The final and most prolific of the classic Fillmore Auditorium poster artists, David Singer was also among the most original, drawing upon influences ranging from art deco to surrealism to create collages distinguished not only by their geometric precision and clarity but also by their enduring sense of mystery. A native of Quakertown, PA, born in 1941, Singer was interested in mysticism since childhood, when a teacher instructed him in the art of drawing hex signs; his other adolescent fascination was magazines, and over the years he built an enormous collection of scrapbook images out of the pages he tore from publications like National Geographic, Life, Colliers, and The Saturday Evening Post.
After graduating from high school, Singer joined the U.S. Navy; discharged in 1964, he settled in San Francisco, and despite his lack of formal training pursued a career in commercial art. Getting by on a variety of odd jobs, during the mid-'60s he began assembling his first collages, and in 1968 he met with famed concert promoter Bill Graham, who hired him to create a dozen posters for upcoming gigs at the Fillmore West. Singer broke with established tradition by rejecting the dense patterns, eye-popping colors, and ornate lettering that were all hallmarks of the Fillmore style, boasting instead a classicist design sensibility informed by the bold, streamlined designs of the art deco and art nouveau schools; the collages contained therein, meanwhile, were influenced by the surrealists as well as the work of Ernstand Magritte.
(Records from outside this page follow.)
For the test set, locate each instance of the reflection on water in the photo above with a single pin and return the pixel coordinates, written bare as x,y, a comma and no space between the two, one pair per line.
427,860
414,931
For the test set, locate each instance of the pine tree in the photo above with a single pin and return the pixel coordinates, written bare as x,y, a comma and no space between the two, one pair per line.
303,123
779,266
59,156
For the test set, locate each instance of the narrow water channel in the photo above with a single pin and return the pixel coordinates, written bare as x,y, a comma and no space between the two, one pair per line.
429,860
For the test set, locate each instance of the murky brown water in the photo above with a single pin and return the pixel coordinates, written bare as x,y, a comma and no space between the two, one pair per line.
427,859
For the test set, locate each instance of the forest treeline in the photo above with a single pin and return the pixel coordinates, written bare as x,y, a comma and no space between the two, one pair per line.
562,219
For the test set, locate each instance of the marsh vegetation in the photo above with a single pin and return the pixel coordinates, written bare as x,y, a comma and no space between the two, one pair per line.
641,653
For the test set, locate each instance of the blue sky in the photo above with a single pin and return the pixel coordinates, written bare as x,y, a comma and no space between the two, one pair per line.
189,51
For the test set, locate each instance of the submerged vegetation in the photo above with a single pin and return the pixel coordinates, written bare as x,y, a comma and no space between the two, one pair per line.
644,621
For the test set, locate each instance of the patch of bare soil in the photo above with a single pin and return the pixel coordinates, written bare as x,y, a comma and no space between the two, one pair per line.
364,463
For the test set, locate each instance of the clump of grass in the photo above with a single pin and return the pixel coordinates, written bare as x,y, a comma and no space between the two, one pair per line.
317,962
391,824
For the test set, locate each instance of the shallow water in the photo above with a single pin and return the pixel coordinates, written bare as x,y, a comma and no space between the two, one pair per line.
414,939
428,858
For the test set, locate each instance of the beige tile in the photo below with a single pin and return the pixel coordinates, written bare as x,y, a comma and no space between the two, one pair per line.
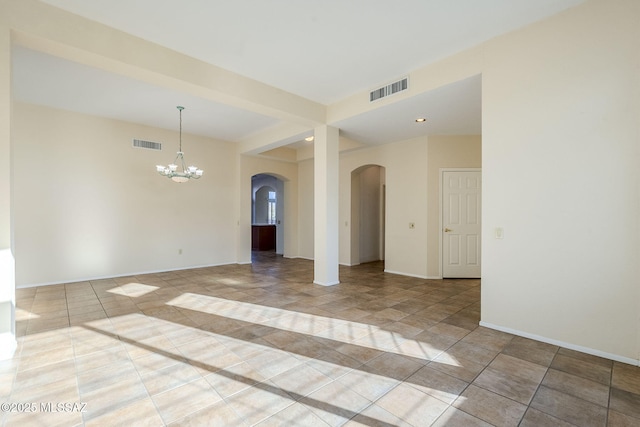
626,377
591,391
393,366
625,402
582,368
532,351
112,397
617,419
468,351
106,375
45,376
104,358
44,418
377,417
368,385
569,408
412,405
453,417
301,380
437,384
52,356
296,414
185,400
175,375
488,338
335,403
419,340
490,407
510,386
270,363
258,403
217,414
535,418
234,379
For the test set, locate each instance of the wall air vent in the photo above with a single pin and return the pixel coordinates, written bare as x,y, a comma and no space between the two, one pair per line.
389,89
149,145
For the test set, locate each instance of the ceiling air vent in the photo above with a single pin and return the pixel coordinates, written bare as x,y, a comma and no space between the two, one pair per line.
389,89
149,145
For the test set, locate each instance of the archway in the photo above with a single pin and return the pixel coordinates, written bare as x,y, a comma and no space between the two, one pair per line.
267,213
368,199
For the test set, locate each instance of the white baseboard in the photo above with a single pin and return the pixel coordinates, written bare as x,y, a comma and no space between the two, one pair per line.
406,274
570,346
87,279
326,284
8,345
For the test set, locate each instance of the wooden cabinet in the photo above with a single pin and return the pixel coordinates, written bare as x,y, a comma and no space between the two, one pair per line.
263,237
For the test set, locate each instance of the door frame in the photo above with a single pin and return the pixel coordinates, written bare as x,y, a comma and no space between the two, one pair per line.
441,208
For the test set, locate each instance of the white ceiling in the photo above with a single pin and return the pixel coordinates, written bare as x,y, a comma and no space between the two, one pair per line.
323,50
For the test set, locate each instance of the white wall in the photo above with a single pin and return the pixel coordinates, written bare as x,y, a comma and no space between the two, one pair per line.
305,210
405,166
88,204
561,156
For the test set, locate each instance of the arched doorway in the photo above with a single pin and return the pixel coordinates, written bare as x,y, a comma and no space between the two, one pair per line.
368,199
267,213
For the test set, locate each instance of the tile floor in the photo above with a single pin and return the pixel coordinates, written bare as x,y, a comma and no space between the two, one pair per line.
260,345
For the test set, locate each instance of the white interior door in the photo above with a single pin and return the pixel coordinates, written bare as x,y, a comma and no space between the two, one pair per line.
461,207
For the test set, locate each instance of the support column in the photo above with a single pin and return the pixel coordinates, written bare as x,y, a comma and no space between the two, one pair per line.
7,263
326,188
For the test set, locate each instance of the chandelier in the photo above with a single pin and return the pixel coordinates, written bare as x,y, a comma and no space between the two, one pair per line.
185,173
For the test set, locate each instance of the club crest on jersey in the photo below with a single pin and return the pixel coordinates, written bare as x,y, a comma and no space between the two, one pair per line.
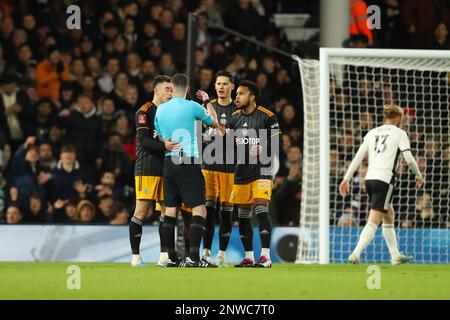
223,119
142,119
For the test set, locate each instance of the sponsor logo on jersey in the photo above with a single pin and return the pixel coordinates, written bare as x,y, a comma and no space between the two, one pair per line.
246,140
223,119
142,119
Singer's impact on his fellow artists was pronounced, and helped push the underground culture toward a newfound fine art aesthetic; in all, he produced 66 posters for the Fillmore between 1969 and 1971, more than any of his colleagues. His output included the poster commemorating the Fillmore's closing during the summer of 1971, bringing an era to its end. Singer continued creating poster art for acts like Santana and the Rolling Stones during the years that followed, as well as designing countless covers for albums, book jackets, and magazines; he also worked as a logo designer both at home and in Japan. By the 1990s, he was working primarily in the field of computer graphics, dividing his energies between commercial projects and a series of books he wrote and illustrated. On occasion Singer returned to rock art, creating a 1990 poster for Paul McCartney as well as designing the programs for both the 1992 and 1993 San Francisco Rock Poster Expo.